Cerca de una gasolinera, un grupo de rumanos no tan afortunados como el Maradona de los Cárpatos -que las clavaba por la escuadra- espera uno de los autobuses también rumanos que realizan estas maratonianas rutas. Llega por carreteras cantábricas, y en Ourense ya se han subido algunos clientes. No tiene un trayecto fijo.
Los viajeros son recogidos después de haber telefoneado previamente al propio autobús en marcha. Desde Madrid o Levante hay líneas regulares españolas que realizan el viaje de una forma más directa, rápida y con escalas en las estaciones de autobuses oficiales de distintas ciudades europeas. Sin embargo, para miles de rumanos trabajadores desperdigados en zonas rurales de Portugal y España, un autocar que se les acerque lo máximo a su residencia, y permita desplazar mucho equipaje, es todo un reclamo. Viajeros y remitentes de bultos se arremolinan alrededor del vehículo, moderno, similar al que utilizan empresas españolas en rutas regionales. La peculiaridad de este autocar reside en que posee otro maletero adicional pegado a la carrocería trasera, y en el humer, un remolque donde estiban maletas y grandes bultos, cuyo típico envoltorio es una especie de hule a cuadros. Los tres conductores van tomando nota, apuntando el destino de la carga y el teléfono del destinatario. Previamente han entregado los que traían en Vigo. Al parecer, el precio del transporte se ajusta al peso, y para tasarlo se utiliza una pequeña báscula de baño.
Me presentan a un veinteañero que viaja a Bucarest acompañado de un niño que espera reunirse con sus padres. Este último habla un poco de español, aprendido tras horas frente al televisor, y dicen que podría servirme de intérprete en alguna ocasión que lo necesite. Con uno de los chóferes me entiendo en inglés sobre el precio del viaje. Cien euros. No hay tique, pero sí dos asientos de primeras filas en que de momento podré ir acomodándome. Me toman nombre y número de pasaporte.
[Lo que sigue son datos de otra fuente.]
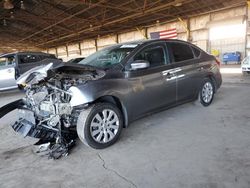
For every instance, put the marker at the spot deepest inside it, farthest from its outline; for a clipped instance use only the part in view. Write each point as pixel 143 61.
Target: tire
pixel 92 129
pixel 206 93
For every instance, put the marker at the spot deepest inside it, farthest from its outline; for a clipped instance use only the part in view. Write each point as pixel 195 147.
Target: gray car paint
pixel 142 92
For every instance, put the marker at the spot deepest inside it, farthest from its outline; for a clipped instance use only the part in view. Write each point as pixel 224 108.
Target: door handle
pixel 10 70
pixel 169 75
pixel 200 68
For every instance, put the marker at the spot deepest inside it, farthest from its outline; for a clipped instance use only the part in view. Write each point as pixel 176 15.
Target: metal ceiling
pixel 50 23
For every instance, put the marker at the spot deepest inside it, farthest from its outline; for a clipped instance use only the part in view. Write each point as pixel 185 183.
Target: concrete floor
pixel 187 146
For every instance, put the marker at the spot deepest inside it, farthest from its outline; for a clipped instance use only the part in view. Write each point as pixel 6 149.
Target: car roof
pixel 145 41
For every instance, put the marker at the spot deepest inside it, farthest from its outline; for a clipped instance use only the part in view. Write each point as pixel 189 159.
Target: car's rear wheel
pixel 206 93
pixel 100 125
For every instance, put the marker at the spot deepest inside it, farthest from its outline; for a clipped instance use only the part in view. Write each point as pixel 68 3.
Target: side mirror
pixel 139 64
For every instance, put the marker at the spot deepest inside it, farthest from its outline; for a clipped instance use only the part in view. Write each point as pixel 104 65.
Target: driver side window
pixel 155 55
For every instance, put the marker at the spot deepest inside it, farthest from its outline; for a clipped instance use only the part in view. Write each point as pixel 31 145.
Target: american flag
pixel 166 34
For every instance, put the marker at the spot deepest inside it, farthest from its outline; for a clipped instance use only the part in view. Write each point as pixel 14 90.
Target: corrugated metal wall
pixel 199 33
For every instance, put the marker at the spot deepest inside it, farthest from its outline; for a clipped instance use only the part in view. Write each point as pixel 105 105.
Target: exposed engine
pixel 46 112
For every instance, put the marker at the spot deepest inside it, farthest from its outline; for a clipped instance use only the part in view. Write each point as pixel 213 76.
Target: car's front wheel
pixel 206 93
pixel 100 125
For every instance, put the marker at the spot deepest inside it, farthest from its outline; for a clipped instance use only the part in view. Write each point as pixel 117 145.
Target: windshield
pixel 108 57
pixel 246 60
pixel 10 60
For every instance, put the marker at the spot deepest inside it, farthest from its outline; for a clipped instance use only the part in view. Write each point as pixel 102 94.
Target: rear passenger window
pixel 196 51
pixel 181 51
pixel 28 59
pixel 154 54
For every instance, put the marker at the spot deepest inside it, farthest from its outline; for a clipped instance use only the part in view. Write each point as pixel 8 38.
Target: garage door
pixel 228 37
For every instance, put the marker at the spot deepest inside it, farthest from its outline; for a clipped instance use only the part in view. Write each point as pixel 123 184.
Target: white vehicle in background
pixel 245 65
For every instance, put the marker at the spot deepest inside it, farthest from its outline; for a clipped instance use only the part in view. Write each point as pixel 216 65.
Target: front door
pixel 150 87
pixel 184 61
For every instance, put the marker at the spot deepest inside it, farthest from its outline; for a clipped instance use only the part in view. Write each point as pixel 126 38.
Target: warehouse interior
pixel 185 146
pixel 72 29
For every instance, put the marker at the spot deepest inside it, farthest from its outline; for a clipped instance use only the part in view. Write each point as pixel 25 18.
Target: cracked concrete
pixel 186 146
pixel 118 174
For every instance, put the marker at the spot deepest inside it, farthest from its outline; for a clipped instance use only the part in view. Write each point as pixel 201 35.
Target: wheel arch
pixel 212 78
pixel 116 101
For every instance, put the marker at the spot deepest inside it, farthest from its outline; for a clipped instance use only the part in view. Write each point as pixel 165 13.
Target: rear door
pixel 184 62
pixel 7 73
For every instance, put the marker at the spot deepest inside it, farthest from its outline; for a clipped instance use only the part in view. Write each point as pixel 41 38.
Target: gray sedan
pixel 103 93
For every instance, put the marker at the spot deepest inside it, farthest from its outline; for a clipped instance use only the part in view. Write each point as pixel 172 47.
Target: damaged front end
pixel 47 111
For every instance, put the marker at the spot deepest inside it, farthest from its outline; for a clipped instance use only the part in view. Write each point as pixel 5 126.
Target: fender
pixel 91 91
pixel 10 107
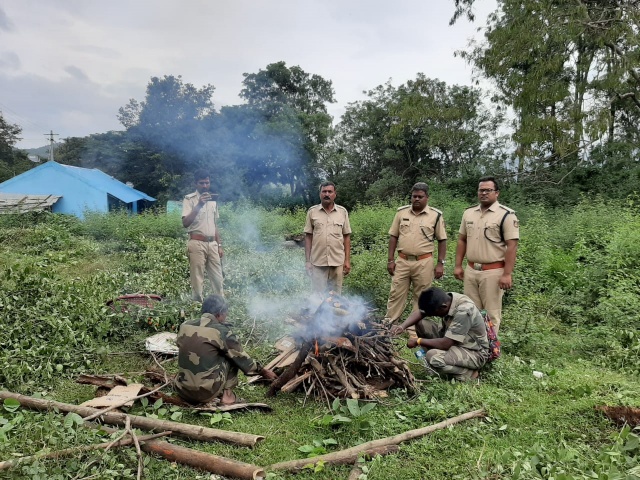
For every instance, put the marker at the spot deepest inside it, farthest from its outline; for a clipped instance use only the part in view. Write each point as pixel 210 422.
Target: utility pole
pixel 51 143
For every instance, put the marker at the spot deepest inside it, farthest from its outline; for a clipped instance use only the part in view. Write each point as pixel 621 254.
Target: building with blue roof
pixel 79 189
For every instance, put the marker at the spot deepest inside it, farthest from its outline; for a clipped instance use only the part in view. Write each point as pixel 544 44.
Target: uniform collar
pixel 424 210
pixel 493 207
pixel 335 207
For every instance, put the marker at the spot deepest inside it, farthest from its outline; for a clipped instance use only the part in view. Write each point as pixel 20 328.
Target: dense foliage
pixel 572 315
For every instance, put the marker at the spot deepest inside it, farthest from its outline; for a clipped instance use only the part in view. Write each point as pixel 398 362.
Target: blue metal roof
pixel 110 185
pixel 93 177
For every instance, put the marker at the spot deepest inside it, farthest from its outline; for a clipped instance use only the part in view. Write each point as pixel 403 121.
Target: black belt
pixel 202 238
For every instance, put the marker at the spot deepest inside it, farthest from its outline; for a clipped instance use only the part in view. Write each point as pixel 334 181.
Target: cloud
pixel 9 61
pixel 76 73
pixel 5 23
pixel 100 54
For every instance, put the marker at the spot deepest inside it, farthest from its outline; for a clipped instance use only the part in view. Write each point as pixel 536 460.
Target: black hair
pixel 490 179
pixel 328 184
pixel 432 299
pixel 420 186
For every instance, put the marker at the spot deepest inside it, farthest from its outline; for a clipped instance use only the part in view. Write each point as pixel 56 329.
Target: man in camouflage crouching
pixel 209 356
pixel 459 347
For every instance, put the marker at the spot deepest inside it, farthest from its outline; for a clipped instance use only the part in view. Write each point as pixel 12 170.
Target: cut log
pixel 343 457
pixel 189 431
pixel 75 451
pixel 205 461
pixel 350 454
pixel 201 460
pixel 293 383
pixel 290 372
pixel 343 378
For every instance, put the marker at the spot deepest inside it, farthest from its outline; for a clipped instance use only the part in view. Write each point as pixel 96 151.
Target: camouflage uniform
pixel 209 358
pixel 464 324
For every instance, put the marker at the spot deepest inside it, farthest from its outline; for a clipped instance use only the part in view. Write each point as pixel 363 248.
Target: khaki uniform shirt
pixel 484 242
pixel 328 229
pixel 205 221
pixel 417 232
pixel 465 325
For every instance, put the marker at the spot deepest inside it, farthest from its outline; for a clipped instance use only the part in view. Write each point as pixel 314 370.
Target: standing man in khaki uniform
pixel 199 217
pixel 489 234
pixel 414 230
pixel 327 242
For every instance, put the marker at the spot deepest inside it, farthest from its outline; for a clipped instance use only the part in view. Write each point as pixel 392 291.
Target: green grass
pixel 566 317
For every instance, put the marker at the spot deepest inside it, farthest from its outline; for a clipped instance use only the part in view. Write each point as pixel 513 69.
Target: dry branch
pixel 343 457
pixel 204 461
pixel 200 460
pixel 75 451
pixel 353 452
pixel 194 432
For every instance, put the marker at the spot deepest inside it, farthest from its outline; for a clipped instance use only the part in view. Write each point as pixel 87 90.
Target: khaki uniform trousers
pixel 418 273
pixel 324 279
pixel 483 287
pixel 457 361
pixel 204 256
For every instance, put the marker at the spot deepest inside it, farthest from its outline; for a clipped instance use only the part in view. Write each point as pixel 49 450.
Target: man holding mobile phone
pixel 204 247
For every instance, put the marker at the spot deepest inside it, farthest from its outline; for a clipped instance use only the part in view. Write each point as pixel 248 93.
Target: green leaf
pixel 340 419
pixel 367 407
pixel 72 418
pixel 353 406
pixel 11 404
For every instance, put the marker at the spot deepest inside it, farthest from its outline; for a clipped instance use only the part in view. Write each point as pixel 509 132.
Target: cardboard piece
pixel 115 396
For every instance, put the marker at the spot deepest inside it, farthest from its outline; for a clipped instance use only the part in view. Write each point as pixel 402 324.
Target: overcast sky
pixel 68 65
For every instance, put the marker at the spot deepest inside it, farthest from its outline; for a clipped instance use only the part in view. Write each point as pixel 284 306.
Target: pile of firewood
pixel 340 351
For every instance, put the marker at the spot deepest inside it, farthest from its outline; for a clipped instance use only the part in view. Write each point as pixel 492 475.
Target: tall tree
pixel 424 129
pixel 165 132
pixel 295 122
pixel 12 162
pixel 568 68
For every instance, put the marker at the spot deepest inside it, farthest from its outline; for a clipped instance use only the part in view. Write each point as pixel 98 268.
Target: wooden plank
pixel 116 396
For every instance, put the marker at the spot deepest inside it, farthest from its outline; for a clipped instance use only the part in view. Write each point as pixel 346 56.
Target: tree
pixel 422 130
pixel 568 69
pixel 9 135
pixel 295 124
pixel 165 135
pixel 12 162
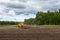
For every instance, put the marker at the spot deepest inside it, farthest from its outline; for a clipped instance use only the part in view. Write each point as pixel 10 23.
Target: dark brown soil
pixel 34 33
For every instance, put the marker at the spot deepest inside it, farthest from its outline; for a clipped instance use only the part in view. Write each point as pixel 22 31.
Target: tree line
pixel 8 23
pixel 45 18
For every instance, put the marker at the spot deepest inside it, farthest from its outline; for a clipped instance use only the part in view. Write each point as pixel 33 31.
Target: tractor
pixel 22 25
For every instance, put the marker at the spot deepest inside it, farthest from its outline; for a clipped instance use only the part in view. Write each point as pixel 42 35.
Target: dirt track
pixel 39 33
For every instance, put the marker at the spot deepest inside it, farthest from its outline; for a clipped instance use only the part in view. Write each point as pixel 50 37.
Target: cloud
pixel 15 8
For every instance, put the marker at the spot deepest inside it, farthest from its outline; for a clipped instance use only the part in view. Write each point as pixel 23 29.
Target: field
pixel 42 32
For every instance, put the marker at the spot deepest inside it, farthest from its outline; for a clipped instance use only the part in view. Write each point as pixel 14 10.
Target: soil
pixel 33 33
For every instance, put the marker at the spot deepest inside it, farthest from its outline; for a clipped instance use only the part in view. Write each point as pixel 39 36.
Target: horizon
pixel 18 10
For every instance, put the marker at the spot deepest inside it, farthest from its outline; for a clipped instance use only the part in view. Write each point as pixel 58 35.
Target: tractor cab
pixel 21 25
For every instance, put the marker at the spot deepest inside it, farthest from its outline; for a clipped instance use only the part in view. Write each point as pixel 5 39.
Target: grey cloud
pixel 10 5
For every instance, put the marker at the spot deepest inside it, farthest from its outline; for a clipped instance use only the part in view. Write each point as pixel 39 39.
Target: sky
pixel 18 10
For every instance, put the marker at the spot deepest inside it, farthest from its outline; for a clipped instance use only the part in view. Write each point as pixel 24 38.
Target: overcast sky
pixel 15 10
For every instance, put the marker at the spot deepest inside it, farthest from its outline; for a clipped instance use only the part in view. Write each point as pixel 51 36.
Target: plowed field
pixel 33 33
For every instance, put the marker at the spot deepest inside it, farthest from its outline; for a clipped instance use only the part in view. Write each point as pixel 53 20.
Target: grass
pixel 8 27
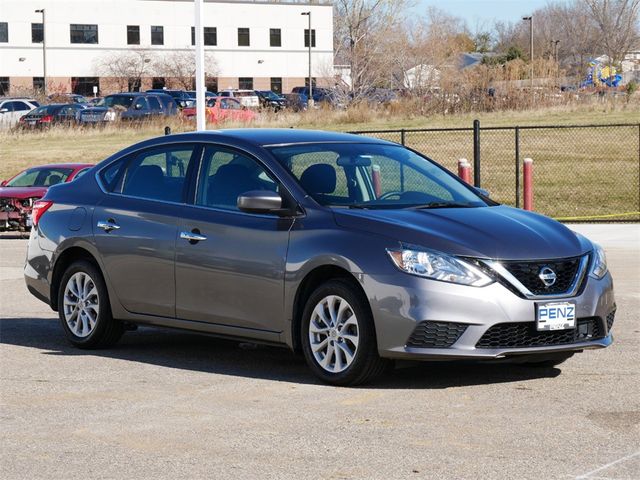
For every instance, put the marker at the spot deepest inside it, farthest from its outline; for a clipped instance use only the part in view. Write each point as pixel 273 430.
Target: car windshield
pixel 118 100
pixel 373 176
pixel 40 177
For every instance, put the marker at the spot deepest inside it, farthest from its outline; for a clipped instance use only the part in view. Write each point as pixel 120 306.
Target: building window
pixel 276 85
pixel 133 34
pixel 158 83
pixel 306 37
pixel 38 83
pixel 134 84
pixel 37 33
pixel 4 85
pixel 157 35
pixel 84 85
pixel 84 33
pixel 244 38
pixel 210 36
pixel 245 83
pixel 275 37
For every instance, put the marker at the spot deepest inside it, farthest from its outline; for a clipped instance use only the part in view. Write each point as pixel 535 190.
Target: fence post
pixel 476 153
pixel 464 170
pixel 528 183
pixel 517 167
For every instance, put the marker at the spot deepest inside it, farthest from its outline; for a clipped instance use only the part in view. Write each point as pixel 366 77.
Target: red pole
pixel 464 170
pixel 377 180
pixel 528 183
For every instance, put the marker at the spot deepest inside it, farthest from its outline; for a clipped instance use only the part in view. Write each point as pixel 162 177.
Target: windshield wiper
pixel 442 205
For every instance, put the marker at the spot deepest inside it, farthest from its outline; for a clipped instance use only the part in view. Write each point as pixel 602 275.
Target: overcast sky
pixel 474 11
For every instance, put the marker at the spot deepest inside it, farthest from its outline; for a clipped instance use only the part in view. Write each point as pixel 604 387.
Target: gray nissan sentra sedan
pixel 353 250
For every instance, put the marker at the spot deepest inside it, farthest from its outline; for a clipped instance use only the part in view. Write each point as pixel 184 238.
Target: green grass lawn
pixel 577 172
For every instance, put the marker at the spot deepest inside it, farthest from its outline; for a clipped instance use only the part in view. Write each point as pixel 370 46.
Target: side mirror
pixel 260 201
pixel 482 191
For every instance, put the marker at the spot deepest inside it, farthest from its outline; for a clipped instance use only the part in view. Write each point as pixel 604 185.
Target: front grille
pixel 610 318
pixel 525 334
pixel 528 273
pixel 436 334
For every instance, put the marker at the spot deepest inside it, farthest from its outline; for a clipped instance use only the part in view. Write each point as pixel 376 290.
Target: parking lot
pixel 165 404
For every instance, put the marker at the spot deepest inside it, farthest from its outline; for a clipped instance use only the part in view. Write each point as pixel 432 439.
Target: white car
pixel 248 98
pixel 12 109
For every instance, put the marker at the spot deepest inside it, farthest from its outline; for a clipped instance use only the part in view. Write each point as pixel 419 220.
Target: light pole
pixel 44 52
pixel 530 20
pixel 310 100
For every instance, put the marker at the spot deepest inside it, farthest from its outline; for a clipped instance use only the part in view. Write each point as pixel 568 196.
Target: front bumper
pixel 399 309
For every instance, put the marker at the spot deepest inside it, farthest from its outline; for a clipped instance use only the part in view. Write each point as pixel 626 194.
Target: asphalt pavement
pixel 167 404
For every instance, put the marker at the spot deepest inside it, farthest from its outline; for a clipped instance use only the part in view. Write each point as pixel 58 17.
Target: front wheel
pixel 83 308
pixel 338 335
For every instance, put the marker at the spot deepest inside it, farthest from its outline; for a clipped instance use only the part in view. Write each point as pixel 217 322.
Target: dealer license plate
pixel 555 316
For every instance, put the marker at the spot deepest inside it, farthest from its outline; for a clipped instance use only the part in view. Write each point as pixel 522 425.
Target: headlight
pixel 599 266
pixel 438 266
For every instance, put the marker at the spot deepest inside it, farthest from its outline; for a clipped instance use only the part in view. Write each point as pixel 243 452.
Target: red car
pixel 18 194
pixel 220 109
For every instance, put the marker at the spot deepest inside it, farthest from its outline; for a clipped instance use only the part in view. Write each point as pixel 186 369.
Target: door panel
pixel 236 275
pixel 135 226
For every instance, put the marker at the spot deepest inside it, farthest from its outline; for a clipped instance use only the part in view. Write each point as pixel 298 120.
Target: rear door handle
pixel 193 237
pixel 108 225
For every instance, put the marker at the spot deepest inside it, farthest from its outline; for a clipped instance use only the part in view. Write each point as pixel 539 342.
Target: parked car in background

Hay quien usa el bus para ir a Portugal y otros llegan de puntos remotos del norte luso para emprender el largo viaje. Prefieren hacer compras más baratas en el lado español y partir desde Vigo. Una vez en marcha, el autobús también llena el depósito de combustible en zona gallega, antes de poner la proa rumbo a Portugal.
Ya en las pendientes de bajada hacia Mos comienza el meneo del manele , un estilo de música balcánico, de rimas repetitivas y ritmo machacón que parece entusiasmar a la parroquia más joven. Desde Viana do Castelo hasta Oporto, pasando por Braga o Guimarães, el bus irá recogiendo, poco a poco, a veces de uno en uno, a los pasajeros. Es un lento proceso de facturar y esperar a que las personas o los destinatarios de los pachete (paquetes) aparezcan en gasolineras, aparcamientos de centros comerciales desiertos, rotondas o polígonos industriales de extrarradio. La pachanga apenas es interrumpida por el calentón resignado del conductor de turno cuando alguien no cumple con la hora o lugar previamente acordados.
El que espera desespera, pero quedan 5.000 kilómetros por delante hasta llegar a Bucarest. Al amanecer en un área de servicio cercana a Oporto, el día descubre que por lo menos un 60% del pasaje es de etnia gitana y ocupa la parte trasera del bus, mientras que los caucásicos nos sentamos delante. Un detalle claramente racista, aunque nadie parece obligado.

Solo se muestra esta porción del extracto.